Could you tell the difference?

In attempts to revise a paper on neuroscience and religious experience, which also entails (for me) doing additional research and following leads, I've come across a very interesting study:


Philosopher Huston Smith (1964) devised an exercise in which he asked the following question:

Can you identify which of the following experiences was drug-induced and which was the experience of a famous religious mystic? 

1. 
Suddenly I burst into a vast, new indescribably wonderful universe. Although I am writing this over a year later, the thrill of the surprise and amazement, the awesomeness of the revelation, the engulfment in an overwhelming feeling wave of gratitude and blessed wonderment, are as fresh, and the memory of the experience is as vivid, as if it had happened five minutes ago. And yet to concoct anything by way of description that would hint at the magnitude, the sense of ultimate reality . . . this seems such an impossible task. The knowledge which has infused and affected every aspect of my life came instantaneously and with such complete force of certainty that it was impossible, then or since, to doubt its validity. 

2. 
All at once, without warning of any kind, I found myself wrapped in a flame-colored cloud. For an instant I thought of fire . . . the next, I knew that the fire was within myself. Directly afterward there came upon me a sense of exultation, of immense joyousness accompanied or immediately followed by an intellectual illumination impossible to describe.
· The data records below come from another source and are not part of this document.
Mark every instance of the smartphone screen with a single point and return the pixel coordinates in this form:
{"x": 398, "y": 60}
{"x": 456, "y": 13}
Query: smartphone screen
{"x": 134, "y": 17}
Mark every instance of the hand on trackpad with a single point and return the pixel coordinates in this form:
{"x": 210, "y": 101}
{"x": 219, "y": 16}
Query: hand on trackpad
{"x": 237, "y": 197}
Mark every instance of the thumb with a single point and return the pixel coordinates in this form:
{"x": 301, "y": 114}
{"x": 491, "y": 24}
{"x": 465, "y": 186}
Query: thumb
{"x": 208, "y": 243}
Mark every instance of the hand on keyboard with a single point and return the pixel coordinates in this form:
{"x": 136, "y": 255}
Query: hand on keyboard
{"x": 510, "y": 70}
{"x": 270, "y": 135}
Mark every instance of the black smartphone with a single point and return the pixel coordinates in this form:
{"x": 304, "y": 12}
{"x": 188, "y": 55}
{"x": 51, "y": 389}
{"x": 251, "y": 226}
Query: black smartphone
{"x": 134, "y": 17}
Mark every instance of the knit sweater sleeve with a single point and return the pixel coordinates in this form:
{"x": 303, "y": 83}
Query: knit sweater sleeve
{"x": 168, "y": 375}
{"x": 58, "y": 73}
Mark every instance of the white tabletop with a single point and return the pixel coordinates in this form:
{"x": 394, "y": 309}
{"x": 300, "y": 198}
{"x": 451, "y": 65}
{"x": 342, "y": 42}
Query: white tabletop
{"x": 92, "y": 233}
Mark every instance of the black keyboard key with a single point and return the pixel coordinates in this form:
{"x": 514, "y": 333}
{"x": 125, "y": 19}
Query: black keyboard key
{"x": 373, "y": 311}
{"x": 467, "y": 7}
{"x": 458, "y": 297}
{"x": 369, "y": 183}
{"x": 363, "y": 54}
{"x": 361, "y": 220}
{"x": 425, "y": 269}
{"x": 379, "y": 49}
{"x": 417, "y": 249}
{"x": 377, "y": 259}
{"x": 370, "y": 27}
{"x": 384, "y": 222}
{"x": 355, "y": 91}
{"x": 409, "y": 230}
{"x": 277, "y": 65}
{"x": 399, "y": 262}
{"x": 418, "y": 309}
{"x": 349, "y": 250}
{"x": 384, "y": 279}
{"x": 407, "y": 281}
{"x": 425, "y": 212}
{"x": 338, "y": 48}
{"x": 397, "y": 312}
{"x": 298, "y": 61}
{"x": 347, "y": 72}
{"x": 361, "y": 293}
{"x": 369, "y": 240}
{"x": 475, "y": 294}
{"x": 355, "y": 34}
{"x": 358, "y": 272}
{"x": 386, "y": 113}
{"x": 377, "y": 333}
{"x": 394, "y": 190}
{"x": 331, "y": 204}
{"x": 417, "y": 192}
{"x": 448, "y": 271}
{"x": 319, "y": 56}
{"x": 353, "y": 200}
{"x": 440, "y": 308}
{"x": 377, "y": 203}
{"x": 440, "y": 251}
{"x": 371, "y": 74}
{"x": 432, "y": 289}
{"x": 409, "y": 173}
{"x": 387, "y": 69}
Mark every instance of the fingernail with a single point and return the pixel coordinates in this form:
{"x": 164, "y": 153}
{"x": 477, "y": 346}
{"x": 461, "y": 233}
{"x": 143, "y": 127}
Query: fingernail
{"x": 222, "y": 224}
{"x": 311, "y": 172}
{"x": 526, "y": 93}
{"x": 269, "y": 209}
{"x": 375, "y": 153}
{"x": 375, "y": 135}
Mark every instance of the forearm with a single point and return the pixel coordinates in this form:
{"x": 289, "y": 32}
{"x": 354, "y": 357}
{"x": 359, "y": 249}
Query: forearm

Among other things, I did not merely come to believe, but I saw that the universe is not composed of dead matter, but is, on the contrary, a living Presence; I became conscious in myself of eternal life. . . . I saw that all men are immortal; that the cosmic order is such that without any preadventure all things work together for the good of each and alll that the foundation principle of the world . . . is what we call love, and that the happiness of each and all is in the long run absolutely certain.






















Out of a sample of sixty-nine students from Princeton University, one-third were able to correctly identify the first as drug-induced.